The dataset that I am using comes from Sanford Weisberg’s book on applied linear regression. It has been neatly extracted into a workable format by Germán Rodríguez, a faculty member at Princeton University. You can access it here.

The data, labeled by Rodríguez as "Discrimination in Salaries," contains 52 instances and six attributes. Each instance represents attributes associated with a tenure-track professor in a small college. The attributes include:

* sx – the sex of the professor (male or female) [str]
* rk – rank of the professor (assistant, associate, or full) [str]
* yr – number of years in current rank [int]
* dg – highest degree earned (doctorate or masters) [str]
* yd – number of years since highest degree earned [int]
* sl – academic year salary in dollars [int]

I represented all instances of my dataset in an alluvial diagram, as depicted above. An alluvial diagram allows for depiction of information flow and the addition of facets of the data in the form of steps. I used RAWGraphs to help create mine.

I’ve chosen to visualize the salary amount as a general flow throughout the diagram and added dg, sx, and rk as steps. The diagram is ordered by the size of flow for each attribute class. In this case, the size represents the salary earned per class throughout each individual flow.

The visualization itself is visually pleasing and communicates a lot of information, even for someone who might only have a second to look at it. However, it may not be representative of the information actually presented in the dataset itself.

We might say that the majority of people with doctorate degrees are male and full-time professors who receive the most amount of salary. However, this case may only be half true for female professors with the same education level and rank. This fact (along with many others) is visually true by examining flow patterns in the diagram.

Each flow is accurate in terms of size, but the values in the flow itself may be misconstrued. Try hovering over the visualization. You'll see numbers appear throughout each flow chunk. You may believe that these numbers represent the salary that each person within each flow receives. However, this is not true. The values represent the sum of salaries for that particular group within the flow. The data is not representative of how much salary is made per person in each individual group, but rather how much salary is made overall per group by those professors represented in the data.

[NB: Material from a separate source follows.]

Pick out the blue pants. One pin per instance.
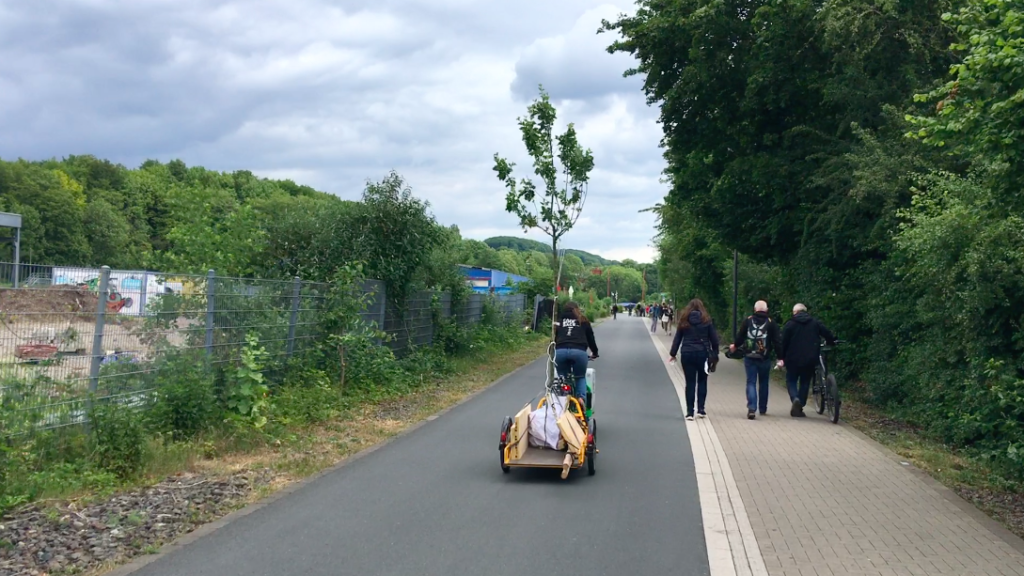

For instance, there may be only two professors represented in a large chunk and one of them might be making 90% more dollars than another professor. However, there is no way to know how many professors are represented per chunk or how much money they may be making individually or on average.

It also may be the case that one female professor earns a higher salary than a male professor as a doctorate with a full-time rank, but we are unable to see that in this diagram since each flow represents a sum and not individual data points.

Alluvial diagrams tend to concatenate information rather than depict specifics that may be representative of each individual group. This, of course, depends on the number of steps added to the diagram. The sum of salaries in this case is not ideal to really depict salary discrimation.